Specialist Group of the British Computer Society

The Requirements Engineering Specialist Group (RESG) is a Specialist Group of the British Computer Society. It runs events on all aspects of Requirements.

== Mission of the RESG ==

The RESG's stated purpose is "to provide a forum for interaction between the many disciplines involved" in Requirements Engineering, which it explains is "a key activity in the development of software systems and is concerned with the identification of the goals of stakeholders and their elaboration into precise statements of desired services and behaviour." The RESG describes Requirements engineering as "the elicitation, definition, modelling, analysis, specification and validation of what is needed from a system.". The RESG's stated mission is to attempt to bridge the gap between industry and research, as it "welcomes members from, and organises events for practitioners, academics and students" in the field.

== History of the RESG ==

The RESG was founded in 1994 by Bashar Nuseibeh of Imperial College (now professor at the Open University), Neil Maiden of City University (also now professor), Paul Gough of Philips Labs, Sara Jones of the University of Hertfordshire, Steve Easterbrook of the University of Sussex, and Orlena Gotel of Imperial College. It has run events and published its newsletter ever since.
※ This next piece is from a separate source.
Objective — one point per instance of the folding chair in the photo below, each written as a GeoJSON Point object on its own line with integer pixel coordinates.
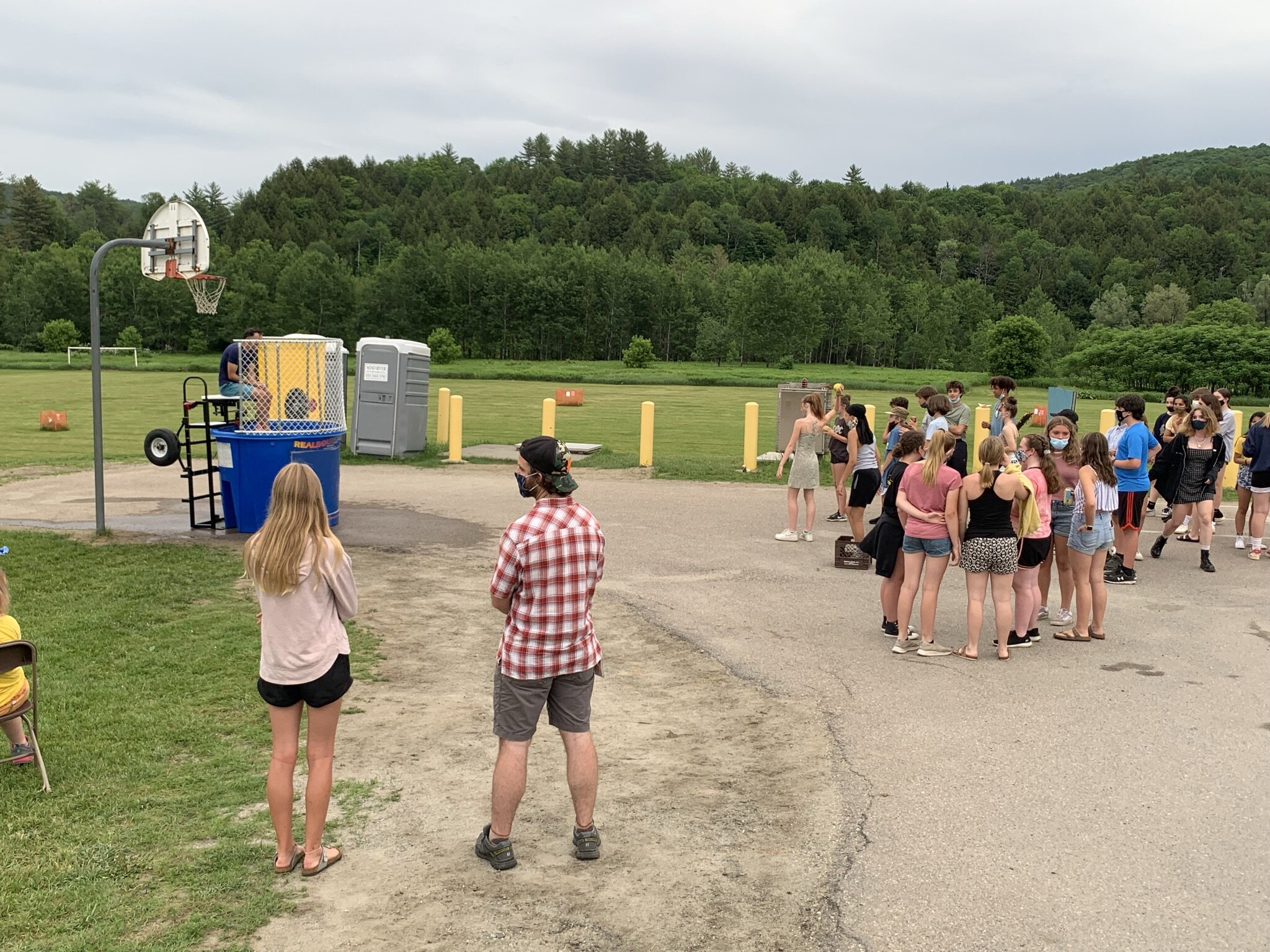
{"type": "Point", "coordinates": [16, 654]}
The RESG's first Chairman was Bashar Nuseibeh. He was succeeded by Pete Sawyer, Ian Alexander and Emmanuel Letier.

== Events ==

The RESG has run "workshops, seminars and tutorials on all aspects of requirements engineering", held "in a variety of locations in the UK, including London, Manchester, York and Edinburgh". In 1998, the RESG, with the RENOIR project, ran a 2-day Conference on European Industrial Requirements Engineering (CEIRE'98) in London. Events have included a 'Goals day'; workshops on 'Agile Requirements' and 'Self-Adaptive Systems'; an 'i* Showcase'; special events for post-doctoral researchers; Scenarios days; an event on software services; annual events on 'Careers in RE'; informal 'birds of a feather' pub meetings; book launches; and workshops at the annual international RE conference on 'RE Education and Training'

== Newsletter ==

The RESG published a newsletter since its foundation. The first 35 issues were titled "Requirenautics Quarterly", with Issue 1 published in October 1994. Since Issue 36, the newsletter has been titled "Requirements Quarterly". The founding editor was Steve Easterbrook, then at Sussex University, succeeded by Pete Sawyer of Lancaster University, Ian Alexander of Scenario Plus Ltd, Simon Hutton of Headmark Analysis, and William Heaven.

== Patron ==

The RESG's patron is Professor Michael A. Jackson, the creator of JSP and JSD, and the inventor of the Problem Frames approach to requirements.